A number of industry-led research and development projects are already underway and some Governments in Australia – such as South Australia and ACT – have recently shown increased interest in hydrogen as both a domestic and an export fuel. Indeed, the SA Government announced $9 million of funding towards it hydrogen roadmap in June 2017. Further policy focus should be on continuing to support research, development and demonstration of a diverse range of low emission technologies, especially those that allow decarbonisation from gas networks.

The technology is demonstrably here. As hydrogen edges closer to becoming a commercial energy source, last week, Siemens – one of the world’s leading power engineering firms – met with Australian wind and solar energy firms and state governments to advance the case for hydrogen storage. Siemens’ STYLIZER technology has been bought by the French wind farm developer Neoen as part of its renewable energy project for the ACT, where up to 20 vehicles will be purchased by the ACT government and fuelled by hydrogen produced from renewable energy.

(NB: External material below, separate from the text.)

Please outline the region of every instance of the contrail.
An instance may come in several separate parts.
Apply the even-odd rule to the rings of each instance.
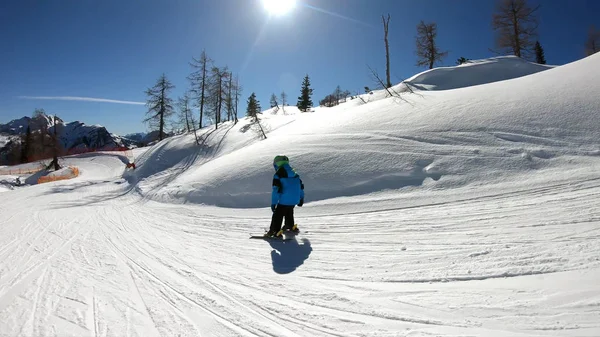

The Australian gas industry – through Gas Vision 2050 - is focussing on technology development to support decarbonisation. Innovation – as shown at Leeds – will be the key to achieving this. Three transformational technologies – biogas, hydrogen and carbon capture and storage – could provide new zero-emission and low emission fuels that can deliver power to Australian homes, businesses and vehicles using the existing distribution network.

Source: Energy Networks Australia – 2017 – Gas Vision 2050.

More of these types of projects will be coming on line in the next 12 months to make the invisible visible.  With technology-neutral policy environment to support industry to research, develop and demonstrate a diverse range of low emission technologies, new technology will drive the decarbonisation journey of gas.